We Need to Talk About Kevin – This is a movie about evil. Specifically, the scariest kind of evil, the kind that has no reason behind it. Tilda Swinton plays a woman who has a pretty okay life until she has a kid who decides essentially from birth that he hates her and is going to make her life an absolute hell. For no reason. It’s an extremely cruel movie with no warm fuzzies to speak of. But I guess the fact that it also happens to be really good doesn’t count for anything.


Bellflower – The most amazing thing about Bellflower is that it even exists at all. It was made on a budget of $17,000, which is about how much gets spent on one day of catering and craft services on a Michael Bay set. The guys actually built their own fucking cameras for this movie, but you’d never know it by looking at it. It looks every bit as good as movies with a thousand times more money. Oh, and the acting and the story is actually good too, which helps. And did I mention that it has the most awesome car in existence in it (which they also built themselves)? Fuck The Artist, watch Bellflower instead.


Martha Marcy May Marlene – This is another movie that I wasn’t expecting a lot from, but ended up being surprisingly good. It stars Elizabeth Olsen (sister of Mary-Kate and Ashley – yeah, I know) as a cult member who escapes and is trying to readjust to life in the real world. So it’s somewhat of a departure from her debut role as “Girl in Car” in How the West Was Fun (1994). Also, Martha Marcy May Marlene gets a bit rapey at times, and as anyone who’s The Shawshank Redemption can tell you, movies with rape scenes don’t win Academy Awards. Unless Tom Hanks is doing the raping, then I guess that might be okay. I’ll check on that and get back to you.



Kill List – Okay, I’m not exactly shocked that this one didn’t get nominated for, well, anything. Of course I mean that in a good way. A lot of people hated this movie, but then again, it’s pretty much impossible to be ambivalent about Kill List. It starts off fairly mundane, but gradually gets more and more — shall we say, “odd,” until finally landing squarely in WTF territory. If the Oscars had a “Most Fucked Up Picture” category, this would be the only nominee (and it probably still wouldn’t win because the Academy is a bunch of pussies). I won’t spoil the staggeringly mind-fucking ending for you, but in a nutshell, it’s about two hitmen on an assignment that goes somewhat awry. Whether you love Kill List or hate Kill List, trust me, you will definitely not forget Kill List.

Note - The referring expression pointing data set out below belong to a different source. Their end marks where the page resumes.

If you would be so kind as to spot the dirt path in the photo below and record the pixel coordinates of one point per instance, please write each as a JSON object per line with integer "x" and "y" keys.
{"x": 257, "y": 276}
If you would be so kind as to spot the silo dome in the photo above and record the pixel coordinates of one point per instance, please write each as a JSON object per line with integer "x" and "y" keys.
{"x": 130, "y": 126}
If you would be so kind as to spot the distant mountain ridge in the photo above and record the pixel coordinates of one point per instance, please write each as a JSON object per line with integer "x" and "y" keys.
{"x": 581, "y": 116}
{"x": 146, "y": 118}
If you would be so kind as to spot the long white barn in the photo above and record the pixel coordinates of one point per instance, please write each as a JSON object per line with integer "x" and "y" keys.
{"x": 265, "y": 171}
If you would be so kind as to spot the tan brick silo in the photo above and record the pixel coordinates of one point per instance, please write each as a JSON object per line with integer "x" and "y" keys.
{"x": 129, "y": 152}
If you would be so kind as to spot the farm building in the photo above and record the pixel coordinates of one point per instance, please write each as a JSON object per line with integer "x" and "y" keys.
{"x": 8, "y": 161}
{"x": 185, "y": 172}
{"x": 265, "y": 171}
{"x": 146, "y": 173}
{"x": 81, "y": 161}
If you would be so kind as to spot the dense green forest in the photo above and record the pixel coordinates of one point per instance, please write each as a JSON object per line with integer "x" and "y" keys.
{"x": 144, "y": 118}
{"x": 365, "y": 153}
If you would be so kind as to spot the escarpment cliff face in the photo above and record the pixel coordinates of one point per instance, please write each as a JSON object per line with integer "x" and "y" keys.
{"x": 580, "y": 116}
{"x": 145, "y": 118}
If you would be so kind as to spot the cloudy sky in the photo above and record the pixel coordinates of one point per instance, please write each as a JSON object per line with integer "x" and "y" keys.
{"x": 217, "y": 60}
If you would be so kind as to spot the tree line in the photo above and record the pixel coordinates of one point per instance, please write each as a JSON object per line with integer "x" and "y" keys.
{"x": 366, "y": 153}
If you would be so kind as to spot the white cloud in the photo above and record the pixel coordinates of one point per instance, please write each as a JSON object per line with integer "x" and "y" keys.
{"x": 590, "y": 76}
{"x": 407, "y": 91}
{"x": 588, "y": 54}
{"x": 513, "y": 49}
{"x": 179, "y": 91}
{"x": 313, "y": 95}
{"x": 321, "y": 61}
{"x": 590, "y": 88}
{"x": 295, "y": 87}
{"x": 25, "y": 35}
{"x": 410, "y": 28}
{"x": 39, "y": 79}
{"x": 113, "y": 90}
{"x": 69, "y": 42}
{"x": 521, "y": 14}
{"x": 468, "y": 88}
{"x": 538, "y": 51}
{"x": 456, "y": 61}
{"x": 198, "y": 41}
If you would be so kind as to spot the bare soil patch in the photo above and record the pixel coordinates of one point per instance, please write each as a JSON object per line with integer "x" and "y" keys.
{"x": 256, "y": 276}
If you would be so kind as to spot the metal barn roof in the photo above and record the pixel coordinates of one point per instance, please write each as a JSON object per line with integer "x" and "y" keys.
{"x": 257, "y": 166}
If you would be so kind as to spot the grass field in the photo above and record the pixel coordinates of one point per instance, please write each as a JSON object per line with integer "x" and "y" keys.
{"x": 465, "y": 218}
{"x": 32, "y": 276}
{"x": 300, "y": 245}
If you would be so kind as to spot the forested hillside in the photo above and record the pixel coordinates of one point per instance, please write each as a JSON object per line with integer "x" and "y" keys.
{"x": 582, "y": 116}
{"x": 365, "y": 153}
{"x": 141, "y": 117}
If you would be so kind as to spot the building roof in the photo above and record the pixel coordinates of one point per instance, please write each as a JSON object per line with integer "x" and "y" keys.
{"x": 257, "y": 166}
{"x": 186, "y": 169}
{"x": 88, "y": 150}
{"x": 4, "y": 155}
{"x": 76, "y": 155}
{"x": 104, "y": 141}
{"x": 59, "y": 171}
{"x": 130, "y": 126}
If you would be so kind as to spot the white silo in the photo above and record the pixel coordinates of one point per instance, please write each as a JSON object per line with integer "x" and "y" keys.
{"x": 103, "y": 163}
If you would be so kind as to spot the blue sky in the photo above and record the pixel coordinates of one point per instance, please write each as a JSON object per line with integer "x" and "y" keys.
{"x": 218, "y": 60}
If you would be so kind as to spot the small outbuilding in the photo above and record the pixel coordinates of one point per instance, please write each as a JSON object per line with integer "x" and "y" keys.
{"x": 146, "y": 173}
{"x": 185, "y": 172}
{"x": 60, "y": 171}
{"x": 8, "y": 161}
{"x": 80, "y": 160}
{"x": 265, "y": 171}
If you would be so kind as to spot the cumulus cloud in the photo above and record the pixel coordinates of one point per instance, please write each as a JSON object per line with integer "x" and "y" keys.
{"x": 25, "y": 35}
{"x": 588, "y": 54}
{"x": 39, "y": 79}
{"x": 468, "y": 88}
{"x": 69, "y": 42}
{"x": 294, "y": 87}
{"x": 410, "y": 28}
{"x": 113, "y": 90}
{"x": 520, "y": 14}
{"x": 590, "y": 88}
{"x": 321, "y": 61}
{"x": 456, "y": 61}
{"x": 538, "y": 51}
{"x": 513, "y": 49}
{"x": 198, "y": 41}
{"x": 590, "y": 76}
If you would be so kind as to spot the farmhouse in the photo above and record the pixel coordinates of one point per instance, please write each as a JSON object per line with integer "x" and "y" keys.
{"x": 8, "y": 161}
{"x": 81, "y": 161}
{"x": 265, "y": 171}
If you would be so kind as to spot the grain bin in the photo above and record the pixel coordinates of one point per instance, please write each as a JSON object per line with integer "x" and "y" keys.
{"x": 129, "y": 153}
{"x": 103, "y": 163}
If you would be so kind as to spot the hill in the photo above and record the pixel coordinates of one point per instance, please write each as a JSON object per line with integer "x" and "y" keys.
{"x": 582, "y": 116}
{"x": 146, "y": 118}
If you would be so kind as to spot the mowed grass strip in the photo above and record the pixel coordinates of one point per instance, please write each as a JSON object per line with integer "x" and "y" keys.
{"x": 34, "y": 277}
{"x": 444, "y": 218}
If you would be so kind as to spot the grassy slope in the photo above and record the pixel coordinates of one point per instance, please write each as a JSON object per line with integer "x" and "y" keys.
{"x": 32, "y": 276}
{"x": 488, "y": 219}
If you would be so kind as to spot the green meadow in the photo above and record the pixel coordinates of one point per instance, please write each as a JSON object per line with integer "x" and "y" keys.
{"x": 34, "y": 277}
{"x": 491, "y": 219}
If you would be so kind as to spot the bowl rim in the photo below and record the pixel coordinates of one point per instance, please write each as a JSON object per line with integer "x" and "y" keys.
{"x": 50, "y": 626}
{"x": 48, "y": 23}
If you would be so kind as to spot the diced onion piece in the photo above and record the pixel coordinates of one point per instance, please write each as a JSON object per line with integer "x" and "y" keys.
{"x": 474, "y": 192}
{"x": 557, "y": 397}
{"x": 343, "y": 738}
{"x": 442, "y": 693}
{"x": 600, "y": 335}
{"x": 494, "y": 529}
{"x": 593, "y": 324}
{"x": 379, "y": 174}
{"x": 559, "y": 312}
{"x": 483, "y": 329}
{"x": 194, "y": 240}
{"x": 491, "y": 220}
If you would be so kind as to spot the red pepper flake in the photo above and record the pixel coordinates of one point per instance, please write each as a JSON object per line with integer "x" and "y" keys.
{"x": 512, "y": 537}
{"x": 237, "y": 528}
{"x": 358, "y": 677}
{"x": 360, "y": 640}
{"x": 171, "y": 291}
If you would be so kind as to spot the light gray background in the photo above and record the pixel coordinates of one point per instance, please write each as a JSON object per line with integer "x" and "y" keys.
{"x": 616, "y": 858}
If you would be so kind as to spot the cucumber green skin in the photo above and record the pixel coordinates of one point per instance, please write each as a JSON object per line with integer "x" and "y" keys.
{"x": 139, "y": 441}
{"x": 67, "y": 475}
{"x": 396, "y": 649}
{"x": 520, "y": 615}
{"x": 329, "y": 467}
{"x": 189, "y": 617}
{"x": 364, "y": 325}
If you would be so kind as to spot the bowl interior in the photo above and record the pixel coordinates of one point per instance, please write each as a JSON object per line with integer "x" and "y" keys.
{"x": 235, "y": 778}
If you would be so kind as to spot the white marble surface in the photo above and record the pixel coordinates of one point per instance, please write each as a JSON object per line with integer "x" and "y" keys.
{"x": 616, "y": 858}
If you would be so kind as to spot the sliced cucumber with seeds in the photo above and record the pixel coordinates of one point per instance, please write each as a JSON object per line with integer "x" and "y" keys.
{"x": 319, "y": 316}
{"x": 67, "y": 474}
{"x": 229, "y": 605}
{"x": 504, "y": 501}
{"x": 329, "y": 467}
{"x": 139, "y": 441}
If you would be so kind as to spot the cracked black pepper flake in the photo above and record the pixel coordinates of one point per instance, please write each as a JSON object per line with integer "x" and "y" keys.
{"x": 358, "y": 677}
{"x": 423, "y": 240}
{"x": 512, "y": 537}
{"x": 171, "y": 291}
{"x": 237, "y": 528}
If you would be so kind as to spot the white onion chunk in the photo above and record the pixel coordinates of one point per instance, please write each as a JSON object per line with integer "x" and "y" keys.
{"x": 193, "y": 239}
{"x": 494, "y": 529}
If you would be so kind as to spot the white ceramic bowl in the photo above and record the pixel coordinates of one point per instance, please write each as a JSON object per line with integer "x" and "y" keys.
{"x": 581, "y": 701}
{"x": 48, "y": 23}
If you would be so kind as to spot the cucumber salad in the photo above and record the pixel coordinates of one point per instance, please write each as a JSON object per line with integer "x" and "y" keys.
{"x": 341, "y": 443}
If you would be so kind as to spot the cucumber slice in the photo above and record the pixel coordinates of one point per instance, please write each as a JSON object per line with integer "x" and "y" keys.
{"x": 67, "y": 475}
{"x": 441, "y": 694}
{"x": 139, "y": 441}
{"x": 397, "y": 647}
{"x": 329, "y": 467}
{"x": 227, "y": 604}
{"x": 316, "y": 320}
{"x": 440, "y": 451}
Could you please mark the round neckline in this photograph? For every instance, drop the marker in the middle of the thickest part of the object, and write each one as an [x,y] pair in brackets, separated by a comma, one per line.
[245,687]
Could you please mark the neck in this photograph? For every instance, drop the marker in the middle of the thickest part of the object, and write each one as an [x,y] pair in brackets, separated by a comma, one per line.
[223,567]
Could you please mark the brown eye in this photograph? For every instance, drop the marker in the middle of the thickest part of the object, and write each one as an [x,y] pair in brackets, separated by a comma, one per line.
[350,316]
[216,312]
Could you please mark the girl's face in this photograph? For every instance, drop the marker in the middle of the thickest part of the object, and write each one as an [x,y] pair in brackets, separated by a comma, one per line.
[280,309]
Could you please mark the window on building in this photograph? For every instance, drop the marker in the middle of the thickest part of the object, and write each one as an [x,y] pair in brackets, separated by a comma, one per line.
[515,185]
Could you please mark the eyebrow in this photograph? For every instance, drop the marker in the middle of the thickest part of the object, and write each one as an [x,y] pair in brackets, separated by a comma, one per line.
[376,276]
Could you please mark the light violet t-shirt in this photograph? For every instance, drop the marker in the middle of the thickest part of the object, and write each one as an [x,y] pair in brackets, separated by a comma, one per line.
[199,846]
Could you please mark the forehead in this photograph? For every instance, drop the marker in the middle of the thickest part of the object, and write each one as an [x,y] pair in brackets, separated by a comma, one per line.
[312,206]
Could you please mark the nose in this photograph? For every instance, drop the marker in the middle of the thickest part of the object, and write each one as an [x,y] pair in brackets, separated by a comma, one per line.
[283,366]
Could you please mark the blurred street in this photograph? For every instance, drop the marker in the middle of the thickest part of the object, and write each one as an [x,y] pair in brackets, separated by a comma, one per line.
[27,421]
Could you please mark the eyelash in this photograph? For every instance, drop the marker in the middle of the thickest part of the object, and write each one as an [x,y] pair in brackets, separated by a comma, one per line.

What do all of the aforementioned films have in common? They all take risks. They all had the potential to be failures. Do you really think Spielberg went into making War Horse worried that it wasn’t going to make any money, or that he wouldn’t be able to find a distributor, or that it wouldn’t even get finished in the first place? Of course not. He knew from the very moment when he was sitting on his platinum toilet and the thought “I’m gonna make a horse movie” popped into his head that it was going to get nominated for Best Picture.

Art should be challenging. It should make you uncomfortable. It should take you places that you weren’t necessarily prepared to go to. But, then again, that’s just my opinion. What the hell do I know?